And there's such a thing as hong Kong style cheese baked rice.
I mean it's 2021. When I was growing up Kraft singles were common. Today I can go to a supermarket and pick up a block of Gouda.
Also, I think there's degrees of lactose intolerance? I don't really take full cream milk as is anymore because of that but cream and cheese and lattes are fine...
Definitely degrees to it, and also for many people it does fluctuate over time depending on how much you help your guts keep feeding on lactose to keep the workers alive.
Funny, I was just talking about dairy in Asia in the thread about alcohol flush. At least in Taiwan, cheese is super popular. Wine and cheese charcuterie, cheese on dan bing, cheese tea even (albeit creme cheese). It's probably a generational thing though. Many young people here study abroad and are very international in their tastes.

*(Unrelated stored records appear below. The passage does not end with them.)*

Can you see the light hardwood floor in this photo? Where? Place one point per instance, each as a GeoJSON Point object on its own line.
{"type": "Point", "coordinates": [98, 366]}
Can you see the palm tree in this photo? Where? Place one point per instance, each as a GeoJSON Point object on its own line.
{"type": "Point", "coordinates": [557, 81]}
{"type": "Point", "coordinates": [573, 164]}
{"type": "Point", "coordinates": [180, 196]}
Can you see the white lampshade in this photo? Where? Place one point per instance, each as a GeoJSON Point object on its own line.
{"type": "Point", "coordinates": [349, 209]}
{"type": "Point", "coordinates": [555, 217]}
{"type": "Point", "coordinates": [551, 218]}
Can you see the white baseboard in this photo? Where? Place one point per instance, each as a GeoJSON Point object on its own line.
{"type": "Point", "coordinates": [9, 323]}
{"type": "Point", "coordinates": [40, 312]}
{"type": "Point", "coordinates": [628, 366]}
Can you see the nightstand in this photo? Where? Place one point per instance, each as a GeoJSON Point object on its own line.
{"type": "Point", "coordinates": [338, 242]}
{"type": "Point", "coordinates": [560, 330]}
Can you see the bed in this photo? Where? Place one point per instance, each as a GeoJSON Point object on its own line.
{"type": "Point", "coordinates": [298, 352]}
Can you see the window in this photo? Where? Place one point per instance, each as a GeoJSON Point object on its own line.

Interesting. In my experience, living in Japan and Korea, cheese is everywhere -- sometimes in dishes you wouldn't even expect. I wonder if age is a factor in your observations.
"Cheese" in Japan tends to be mild, inoffensive "Kraft Singles" type processed cheese (in taste/texture, that is, actual form factors vary). Stronger tasting cheeses of any kind (sharp hard cheeses, white or blue cheese, etc) remain quite niche.
Japanese ”cheese” is not really cheese. You easily can’t find a cheese that would not be a single slice packaged in a plastic. The ”actual cheese” like sold in europe is harder and comes in actual blocks.
Both those countries also have sixty years of exposure to cheese through the US military presence, the change may be fairly recent and may be somewhat limited to areas foreigners are likely to go.
I haven't been to the place, but I'm gonna assume cheese is a big thing there as well, considering 60% of all dairy products in the country are produced there.
Cheeses (mostly processed cheese) are pretty common food (at least than funazushi) in Japan everywhere at least for 20 years. It seems that lactose in cheese isn't much high.
That can be checked by looking at "sugars" in the Nutrition Facts table: lactose is a sugar, and most cheeses do not have added sugar (well, at least "ordinary" ones). If the "sugars" row is at zero or "traces", that means all the lactose has been digested by the bacteria.
Like anything it probably varies, especially by local culture. Source, method of production, smell, etc, as well as the particular product--there's significant variety to cheeses, not to mention dairy products generally. But one very general aspect described to me is the lingering milky mouth feel and aftertaste. That person didn't much like butter, either. I've enjoyed several East Asian analogs to cheese, like stinky tofu and natto; none are similar in that regard as they go down rather clean.
And don't discount the mental factor. I've eaten balut (the Vietnamese variety that is older and more developed), dog, live shrimp, fish gut soup, etc. Other than balut, which has a livery flavor (not to my personal taste, though it's more pronounced with duck than with chicken), the flavor and texture were never particularly foreign or distasteful, per se; the aversion was mostly mental and simply an artifact of cultural familiarity. The dog stew I ate was delicious, but near the bottom of the bowl, my appetite sated, disgust reared its head and I had trouble keeping it down. Later that day I learned my partner had the exact same experience. Fermenting and consuming the lactation secretions of herd animals is, on its face, kind of gross if it's not what you grew up with.
It's biological waste grown on cow extract. Pretty sure it's not that different from other gross-to-those-not-familiar-with-it foods, it's just that we're familiar with it.
An Asian friend once told me that when she came to America as a child and someone gave her cheese, she thought they were trying to poison her. I get the sense that that's not too far off from the common sentiment for those uninitiated.
Shoyu and miso etc. are fermented, and the end result is all the consumer sees - the mould isn't there. My Japanese wife love all fermented Japanese food, but has an extreme aversion for mould of any kind, even in minuscule amounts. Her nose is hyper sensitive about the stuff. So no blue cheese here..
(she likes a lot of other types of cheese. She's not lactose intolerant, but in any case hard cheeses tend to be very low in lactose).